At the early stages of economic development, agriculture and related activities employ almost all the resources and provide work and livelihood for the entire population.  Even today the dominance of agriculture in India and South Asia is evident. The dominant asset and non-labour factor of production, historically for millennia until the emergence of large scale manufacturing and industry, was land.  Agriculture, broadly defined to include animal husbandry, with land and labour as primary inputs was the production activity around which all other services, trade, arts and petty manufacturing were organized at early stages of development, if not always. Economy was the idealized self-sufficient village community or small areas reachable with the relatively primitive transport and communications technologies.

Two features of agriculture illustrate the significance of finance, credit and management in development.

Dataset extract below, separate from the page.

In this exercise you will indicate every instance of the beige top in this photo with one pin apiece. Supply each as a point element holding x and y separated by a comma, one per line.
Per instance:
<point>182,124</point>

First, the inputs and their allocation—of land across various crops and of labour across land preparation, irrigation and application of fertilizers prior to sowing—must be committed at the beginning of the crop cycle.  Farmer has very limited flexibility to adjust the allocations during the crop cycle in response to weather and demand shocks. Other inputs such as fertilizer, labour for irrigation and weeding, etc., can be adjusted to realised shocks. Second, while most inputs are committed during the crop cycle, the output being subject to additional weather shocks is not known until the harvest is processed and securely stored. Further, the value of the output depends on post-harvest spot prices. Since at best only the joint probability distribution of shocks, prices, etc., and not their actual realisations can be known, the environment of agricultural production is highly uncertain.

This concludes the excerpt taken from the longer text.